I once did it in Cedric, my old station wagon, the screw came out of the Drive handle and I stuck a big nail in it about 50 kms out of Melbourne. I had my Grandson in the car who had his learners and I thought he might be able to spell me when I was tired at night. He fell asleep and I just kept driving. 1,300 miles later, the car and he and I made it but not without some teeth gnashing from me.

That is one big long lonely boring trip and believe it or not, you do have to watch out for kangaroos. But then they have bounded across the road at The Police Paddocks in Melbourne, scaring the life out of me there in the suburbs. It's just an endless trip through the back of New South Wales where garages are few and far between and are staffed by tired faded people that look like they were last seen playing duelling banjos in Deliverance.



Yesterday I was contemplating my crossroads when I saw the man next door to my brother's house. He's in his 90's, wears hearing aids, walks stiffly and is covered in liver spots on his face. But when you look in his eyes, as I did when we had a chat, he is ageless.

He had a store once at Lyndhurst in Melbourne, long before it was the pricier suburb of Lynbrook that it is now. I remember it, his shop, only building for miles around. His eyes light up when I say I too am from Melbourne's outer south east.

The eyes never lose the sparkle as he talks to me through the window of the car, parked as I am in the middle of the road. This is Queensland, and traffic is fairly non existent around here.

I see him take his daily constitutional every day and he kindly brings in the bins as well when they are out on the grassy verge. He is still tall and his posture is ramrod straight, this ex grocer from Lyndhurst. He shares a double story house with his wife who is as elderly as he, though she seems more spry.
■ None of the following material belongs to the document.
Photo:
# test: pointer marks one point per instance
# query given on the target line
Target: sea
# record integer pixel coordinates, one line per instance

She seems to dart rather than walk. Their kids are all grown up and gone. The kids think they should move into the bottom of the house but they defy that, for now.

I love the ageless. I love the way this mans eyes light up at female company, any female company, my Dad was the same. Didn't matter if they were 1 to 100, Dad's eyes would always light up when a female entered the room. He genuinely loved females my Dad and for that fact alone I was very blessed.
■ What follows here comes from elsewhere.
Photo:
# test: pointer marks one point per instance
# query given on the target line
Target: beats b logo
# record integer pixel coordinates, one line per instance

This older man is the same, probably has daughters and grand daughters and great great. We enjoy our little tete a tete in the middle of the road in the Queensland sun where he has come to retire, 30 years ago..

I wonder if he thought he would last this long. I wonder how it feels to be him, does he plan for the future or just live day by day? I wonder what it's like to be him, wearing hearing aids and knees a bit stiff in the mornings, when the mornings are cold like they are now. The ill winds of chill always blow at this time of the year. Round about "Ecca" time in Brisbane. They blow for three weeks and disappear.

Then the long slow amble back towards the hotter days again as Queensland slips into Spring. Queensland is nothing like the Southern States where a marked change in season is felt. Here, there is only Winter and Summer and honestly if you didn't know better, winter slips right by you altogether. The leaves don't turn brown, orange, gold and shed. They seem to stay the same all year round. The foliage is always healthy and growing.

There are some cold mornings but nothing to whimper about. Some cold nights but not that bad either. There can be rainy days when a heavy pour comes but even they aren't that bad. I've noticed Queenslanders are a stoic lot anyway. Weather is not a big point of discussion like it is in Melbourne. Everybody in Melbourne waits for the weekend and its more than likely to be crap weather. So it is along with house prices a bit point of discussion.

When you get a great weekend in Melbourne its a high point in your life. Not like here where its common place and no one except us Southerners exclaim at it's beautiful warmth. I guess I'll retire here when I am starting to feel the cold seeping into old bones. Hopefully I too will still have a twinkle in my eye when I see a male personage, no matter what the age.

And I won't be the one facing the crossroads then, just like Keith next door is not facing one in his. For him it's enough to wake up to just one more precious sunlit day, walk the road up and down and yarn to me about all things inconsequential and yet to him, so much.